I want to pretrain an Arabic BERT model on domain-specific data to make it suitable for a specific domain problem, which is the classification of citizen reviews about government services into relevant government sectors. After extensive research, I found that domain-specific models outperform the general ones. So, my plan is to pretrain the model on freely available Arabic newspaper articles that specifically tackle the same sectors as the government ones, including education, healthcare, etc. I know these articles are not considered too specific to the target domain, but they are the only suitable data available. I plan to pretrain the model on around 20K articles only since I am limited with time and computational resources. Also, the target dataset contains about 2K citizen reviews provided in Modern Standard Arabic.

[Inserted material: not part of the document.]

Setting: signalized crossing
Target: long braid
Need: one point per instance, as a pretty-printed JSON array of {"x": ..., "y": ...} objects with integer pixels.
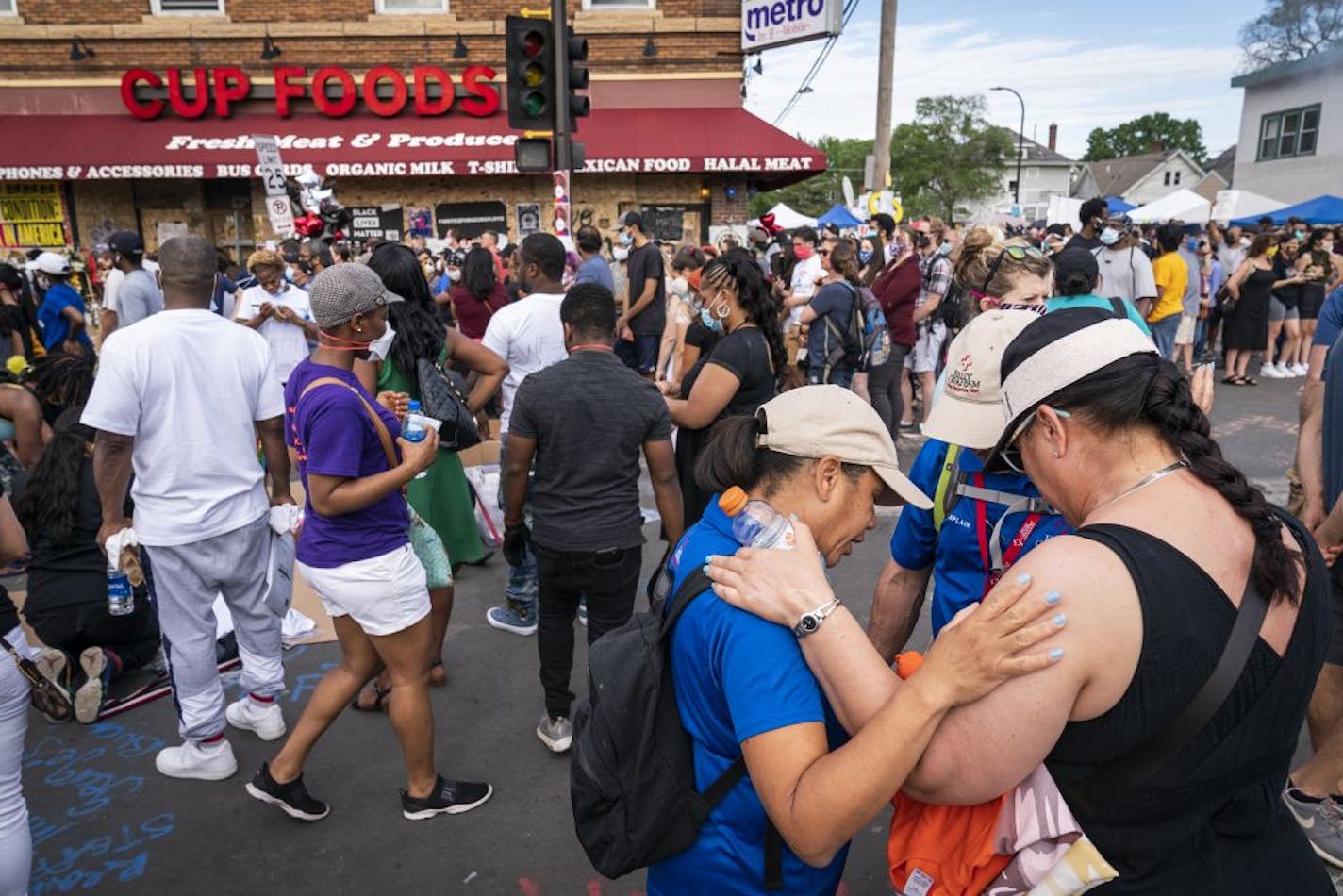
[{"x": 1170, "y": 406}]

So, I have several questions concerning this project:

  1. Would it be beneficial to pretrain the Arabic BERT model from scratch using this small dataset of 20K samples? or would it be too small to tackle my problem?

  2. Would it be better to apply further pretraining for Arabic BERT model, which means starting with the model initial knowledge (weights) and then further pretraining it on the 20K samples? I am afraid this will lead to model forgetting for the previously learnt knowledge. Also, the combination of general and specific knowledge might affect the model performance on the target dataset of citizen reviews.

  3. Whichever method I choose from above, should I pretrain the model on unlabeled data (unsupervised learning)? or is it better to train it on labeled data to be useful for text classification?

  4. After pretraining the model, should I apply feature extraction or fine-tuning on the target dataset of citizen reviews?